Typically a No Medical Exam policy can be applied for, approved, and put in force within approximately two business days. No Medical Exam policies are available to clients up to age 60 or so, depending on the insurance company. The coverage amount you can apply for is limited, due to the greater risk the insurance company is taking. (When there’s no physical exam involved, the insurance company has less health information about the applicant.) For healthy applicants, these policies can cost up to twice the rate of a medically underwritten policy. However, there are people who don’t like needles, and the No Medical Exam option is a great one for that reason!
A medically underwritten, or traditional, term policy will typically take about 3 weeks from start to finish. This process can take longer when applicants have health issues and the underwriter orders medical records from their doctor. If this occurs, we let our clients know that they can call and ask their doctor to expedite the submission of the medical records to the underwriter in an effort to speed up the application process.
Most carriers have the same rules when it comes to paying premiums on life insurance policies.

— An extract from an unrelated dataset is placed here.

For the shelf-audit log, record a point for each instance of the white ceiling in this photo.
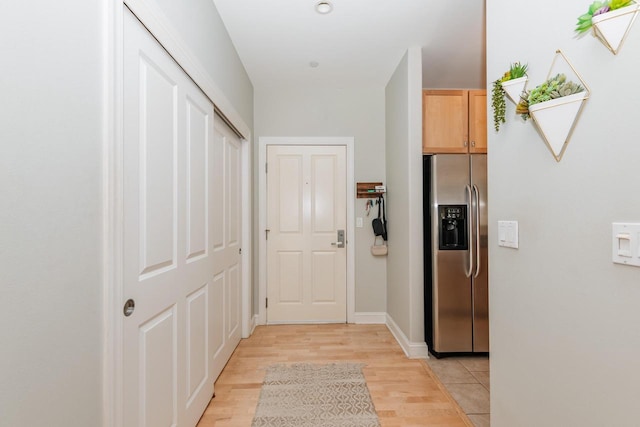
(359, 43)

The only way to make monthly payments these days is to authorize a monthly automatic draft from your checking or savings account. If you prefer not to make automatic payments, there are some other options. You can receive a bill by mail if you elect to pay quarterly, semi-annually, or annually. Most people choose to make automatic payments for their life insurance for the same reason they do for other bills, such as car insurance: they don’t want their policy to be canceled because of non-payment.
You do not have to send a payment with your application, unless you want to be covered during the underwriting process (which typically takes about 3 weeks). Most people choose to wait until their application has been approved to make a payment and begin coverage. Once an approval is made, you can make changes to the policy to fit your budget if the rate that comes back is different from the one you applied for. Also, most people want to know the exact cost before making a payment to begin coverage. You do not have to provide billing information on the application, either. That information can be collected after an approval has been made and you’ve decided that you want to begin the coverage afforded by the policy.
If you want to secure temporary insurance and be covered during the underwriting period, simply include a payment for two months’ premium. It’s refundable if you decide not to take out a policy based on the final approved rate.
It depends on the pre-existing condition. For example, it’s difficult to obtain life insurance when you’ve had cancer (skin cancer is the one exception) or within 5 years after having a heart attack. On the other hand, it’s fairly easy for people who have high blood pressure, high cholesterol, and/or high blood sugar, such as those with type 2 diabetes, to obtain coverage as long as they are under a doctor’s care and the condition is under control.
There are graded benefit and/or final expense policies available for people with greater health risks. The corresponding premiums will be higher, depending on the severity of the pre-existing condition. It’s often beneficial for an applicant with pre-existing conditions to discuss them with an agent before applying for coverage, to increase the chances of a more favorable approval.
That depends on your needs. A person’s needs change over time. Most term life insurance policies have a premium that increases each year after the initial guaranteed level term period. If you are nearing the end of your initial term period and want to lock in a rate that won’t change for another predetermined number of years, it might benefit you to apply for a new policy and replace, or surrender, the old one.